London: A Truce
On the streets here, rubbishy grey damp streets of London, place of a million faces, a million strangers, a handful of friends, we forge out slowly the pitter-patter of our daily lives, the bump-bump-bump of our heartbeat as it beats by like a sub-woofer in a passing race-mobile. So much is romanced about London — its grime, its rat-race glamour, the jigsaw of a thousand homes choc-a-blocked together along your street, that we forget quite how humdrum it is, how much it has in common with the suburbs, fields and high streets that lie beyond it. Have you ever read ‘London Fields’ by Martin Amis? It paints well this grey meadow we live in, and yet the most resonant feeling I had for the London Amis described was that it was as provincial as the small town I grew up in. That’s London.

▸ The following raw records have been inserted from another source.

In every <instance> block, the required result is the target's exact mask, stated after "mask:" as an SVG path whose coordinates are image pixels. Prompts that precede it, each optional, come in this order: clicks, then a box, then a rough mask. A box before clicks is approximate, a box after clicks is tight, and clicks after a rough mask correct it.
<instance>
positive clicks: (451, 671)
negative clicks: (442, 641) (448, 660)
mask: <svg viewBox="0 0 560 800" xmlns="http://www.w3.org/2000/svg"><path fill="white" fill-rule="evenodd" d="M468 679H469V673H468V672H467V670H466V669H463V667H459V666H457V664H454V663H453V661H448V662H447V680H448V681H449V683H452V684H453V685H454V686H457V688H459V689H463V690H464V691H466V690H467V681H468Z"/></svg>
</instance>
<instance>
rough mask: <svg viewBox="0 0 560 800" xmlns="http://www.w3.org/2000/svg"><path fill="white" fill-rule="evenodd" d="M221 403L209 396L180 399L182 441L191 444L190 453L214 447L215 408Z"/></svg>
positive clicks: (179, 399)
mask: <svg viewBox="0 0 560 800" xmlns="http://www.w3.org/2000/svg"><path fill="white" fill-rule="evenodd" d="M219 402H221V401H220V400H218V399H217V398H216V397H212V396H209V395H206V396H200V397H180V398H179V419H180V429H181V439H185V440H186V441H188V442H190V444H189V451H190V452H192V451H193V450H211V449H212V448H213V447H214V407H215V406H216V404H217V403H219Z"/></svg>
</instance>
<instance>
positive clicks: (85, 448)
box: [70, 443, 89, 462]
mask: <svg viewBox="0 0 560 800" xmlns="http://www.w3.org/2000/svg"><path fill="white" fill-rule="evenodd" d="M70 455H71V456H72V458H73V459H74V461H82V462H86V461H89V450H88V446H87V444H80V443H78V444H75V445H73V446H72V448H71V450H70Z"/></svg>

London is a ticking clock, daring you to outrun it, to bluff its sell-by-date, to squeak out through a gap before it crumbles around you, Indiana Jones-style. There’s a bar on the corner of Bethnal Green Road that each night counts down the seconds to last orders on an LED and it’s a bit like that. 20,000 seconds left. Tick tock tick tock. When do you start counting how long it is you’ve been here? More importantly, when do you stop? I’ve lived here for two years now properly; when our band started and even when we were first signed I used to travel in for everything. I kind of always knew there was a time limit on it. When I first lived here I was sleeping in our manager’s spare room in Harlesden and I haven’t been as depressed living somewhere since my first year at college. Not because of him I should point out, just because I was by myself. I couldn’t find any rhythm in my steps, no inspiration in the streets around me. It seemed dark and oppressive and lonely and I could see myself just being enveloped by it. But now we’ve come to an understanding, me and it. We’ve signed an entente cordiale. At first we kept ourselves to ourselves, nodding politely to one another. Then without realising it we built a bond from the things in common we didn’t know we had. I started to marvel at its buildings, get lost in its cemeteries, trace its history with my fingertips and find a solace in the place I carved out in it. It budged over, made some room for me.
Now it is a home, as close to a home as something this big and gruff and grey can be. I’ve nested with the person I love, made a little verdant pocket of our own, an oasis in its brickwork. What more do you need? Exactly. It’s become the repeating cartoon backdrop on my windows, the rest-spot between endless tours, the puzzle that spider-webs away from me, that I found a me-shaped hole to fit into. It’s a three-dimensional vortex that has no pattern or reason but somehow can be made to balance, like some nightmarish algorithm that if you spend long enough at you can teach yourself how to solve.
I suspect it may have the last word though, that it will far outlast my attempts to grapple with it. But maybe I will still escape yet.
Originally written for blocparty.com, 8th March 2007.